In my experience (Flash Platforms Group, HSGT), a significant number of flash device failures are caused by mechanical issues, such as: on-die faults, wire bonding problems and solder joint/package stresses which may occasinally be down to a production issue, but are more often attributed to rough handling during installation or thermal stress. This is less of an issue with SFF SSDs, but especially true of PCIe products crammed into 2U servers with poor airflow.
In general, thermals tend to be a significant issue for all form factors when devices are retrofitted. Less so for 'products' (All flash arrays etc.) which are designed as whole products from the outset.
This creates a failure pattern that is totally separate from predictable wear due to use and means that 'they'll all die at the same time' becomes much less certain for some categories of device.
That's what I had considered as well. Specifically, that the wear out failures are on the right hand of the curve, meaning that other issues would tend to dominate. What you said makes a lot of sense: failures due to thermal/electrical stress, manufacturing issues, and handling.
Also, there's the controllers, which tend to be a significant source for issues.
So yeah, maybe theoretically, the wear out would be a concern for raid. However, practically this is rarely an issue as other failures randomize the distribution enough to where this never causes a problem in-situ.

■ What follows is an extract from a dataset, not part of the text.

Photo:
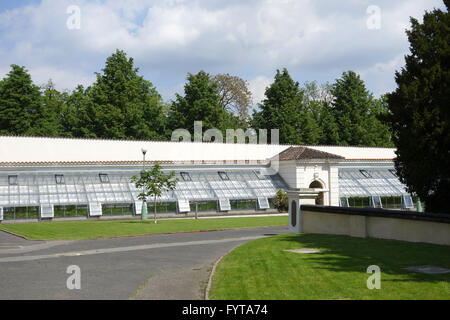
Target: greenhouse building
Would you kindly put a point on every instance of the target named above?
(51, 178)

So another reason for whole-disk encryption is to defend against your own drive firmware? I guess that may make sense nowadays, though it hadn't occurred to me.
But with traditional HDDs, the amount of engineering and domain-specific knowledge to manufacture and assemble the platters, moving heads, casing, etc, is such that there are only a handful of companies around the world who can do this (Seagate, WDC, Hitachi, etc). They have decades of experience doing that, so the firmware part of HDDs happen to be very robust as these companies have seen everything that can and will go wrong in an HDD.
So it boils down to this: which would you trust more, an HDD firmware code base that is 20 years old, or an SSD firmware code base that is 4 years old?
Combine this with the fact SSD firmware is much more complex (a flash translation layer must minimize write amplification, do wear leveling, spread writes on multiple chips, etc), and you are guaranteed that many SSDs on the market are going to be very buggy.